刘荨悻悻地下去了,回到屋里,捧着书也读不下去,他看着自己的辫子,真想一剪子剪了,他不明白为什么外面所有男人都剪了辫子,而自家还蓄着。可他不敢剪,因为他日常想起他爹说,若剪了,自己不再是刘家的人,他自认除了读书诸事不会,若想活着,还得仰赖刘家,仰赖这跟辫子所象征的香火和血脉。
住在刘府的这几日,庄云铖日日惴惴不安,但这些天各人都相安无事,他逐渐消除顾虑,对刘臻也另眼相看,很是感激他的照顾。
3月中旬,那边自己的房子已经收拾好了,择了个好日子,庄云铖兄妹们住回自己家,头一件事就是祭拜了亡故的父母,之后又要置办家私,采买用品,又连忙了几天才空闲下来。
这个宅院也并不小,庄云铖回到这里,他仿佛回到几年前的状态,这样诺大一个宅子,只住这么自己兄妹三个人好像不太合适,于是建议道:“我们兄妹都不是会过日子的那等人,依我说,雇几个奴才、丫头、嚒嚒等帮着打理家事,负责三顿饭,大家一起过活。况且这么个院子,不大不小,住我们几个人也太冷清了,多几个人正好。”
“这个好,不过我不要小丫头了。”允芸忧伤地说,“隽儿不在,我不习惯其她人跟我。”
庄云铖也由此想道洛儿,恍了恍。
“我也不用。”小蝶突然说,“有手有脚,需要什么人伺候啊。”
“房里丫头可以不用,打杂丫头却少不得,这样算来,雇一个嚒嚒洒扫庭除,一个丫头端茶递水,还一个厨子,另一个下手,我需一个下手,平时跑腿办事或用得着,总共也就五个,还有……得寻个管家,做个头儿,不过一时半会儿也寻不到可靠的人做管家,这先寻着,当前把丫头小子雇了才行。”
“行啊,热闹些才好,只是我们到哪里去寻呢?”
“难免又要央烦刘大哥了,过段时间也要请他们吃饭作为回礼。”
“正是,如今欠他一个大人情,不好还的。”
庄云铖若有所思地点头,感叹说:“现在我们也算开始正经过日子了,都不能像以前无所事事,否则真是虚度时光,更严重的是此后恐连饭吃不起的日子都有。”
允芸噗呲地笑道:“你倒想得远,岂会吃不起饭?”
“这有什么好笑的?”庄蝶说,“你没遭遇到这种境遇,只当这是个笑,吃不起饭的人多了去了。”
允芸立刻闭口了,红着脸问:“哥哥你说什么?”
“我的意思是既然安顿好了,总不能坐吃山空,各人该干个各的事情去。”
“那我可以干什么?”
“你……你也十八岁了,倒不用干什么,只守在屋里待嫁吧。”
允芸脸一红,忽地站起身往他身上掐一下,语无伦次道:“你——没得话说了!拿我取笑!”

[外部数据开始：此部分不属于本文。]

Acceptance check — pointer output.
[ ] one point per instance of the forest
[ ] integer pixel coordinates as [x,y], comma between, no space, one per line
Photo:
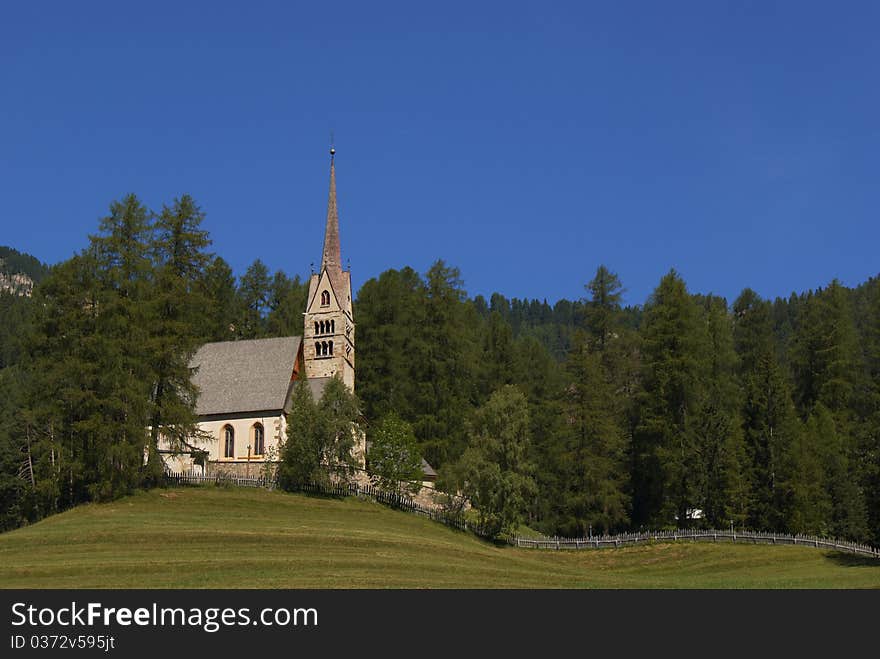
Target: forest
[687,410]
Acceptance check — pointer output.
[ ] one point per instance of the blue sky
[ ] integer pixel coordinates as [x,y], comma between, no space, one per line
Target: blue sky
[738,143]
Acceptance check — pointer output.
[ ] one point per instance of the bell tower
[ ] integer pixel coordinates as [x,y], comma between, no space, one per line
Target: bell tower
[328,336]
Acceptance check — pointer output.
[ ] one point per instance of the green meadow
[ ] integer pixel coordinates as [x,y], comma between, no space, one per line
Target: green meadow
[249,538]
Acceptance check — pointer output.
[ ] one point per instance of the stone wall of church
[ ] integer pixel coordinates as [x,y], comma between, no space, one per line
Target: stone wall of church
[241,469]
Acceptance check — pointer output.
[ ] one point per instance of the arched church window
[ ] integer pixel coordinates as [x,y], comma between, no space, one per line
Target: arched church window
[259,444]
[229,442]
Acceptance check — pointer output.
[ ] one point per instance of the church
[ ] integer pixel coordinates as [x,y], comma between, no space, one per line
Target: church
[245,386]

庄云铖哎哟一声,仍然笑,允芸追上去打他,小蝶放下手里拿着的镜子,赶上来抓住庄云铖,允芸一把抱住他,一顿乱打。
正在闹着,庄云铖觑见有人影一动不动,他叫停了允芸,整理衣裳出来看。
“庄少爷,老爷有请,叫你们都过去吃饭。”一个小厮见了说。
允芸和庄蝶也走出来,只站在门框边看,庄云铖回头对两人说:“我们没请他,他又请了,什么意思?”
“家里也有客人,老爷请庄少爷也过去。”
“既然有客人就更不便过去了,你去回去说,我们不便去了。”
“庄少爷请务必答应,不然等会儿安爷也会来请。”
庄云铖怯怯弱弱,禁不住别人的请求,勉为其难地答应道:“这——那你先回吧,我就去。”

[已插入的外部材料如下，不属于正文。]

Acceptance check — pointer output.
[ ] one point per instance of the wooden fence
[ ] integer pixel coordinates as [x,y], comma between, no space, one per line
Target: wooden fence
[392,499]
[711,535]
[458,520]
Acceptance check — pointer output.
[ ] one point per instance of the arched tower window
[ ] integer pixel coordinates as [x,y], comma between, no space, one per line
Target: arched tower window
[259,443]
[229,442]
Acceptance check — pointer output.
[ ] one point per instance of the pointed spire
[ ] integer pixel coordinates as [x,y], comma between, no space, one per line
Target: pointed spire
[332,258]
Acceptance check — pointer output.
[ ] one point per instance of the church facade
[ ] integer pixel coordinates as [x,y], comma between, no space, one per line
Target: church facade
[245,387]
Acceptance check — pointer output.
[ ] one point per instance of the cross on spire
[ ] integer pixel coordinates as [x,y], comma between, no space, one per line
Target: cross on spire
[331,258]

这小厮去了,庄云铖焦虑道。“既然有客人,不该请我们过去才是,他这是干什么?”
小蝶和允芸都没说话,庄云铖又踌躇半晌,才说:“盛情难却,也许另有用意也说不定,我得去,你们就在家里,只得自己做饭吃了。”
庄蝶答应着,庄云铖换了件衣裳才去了。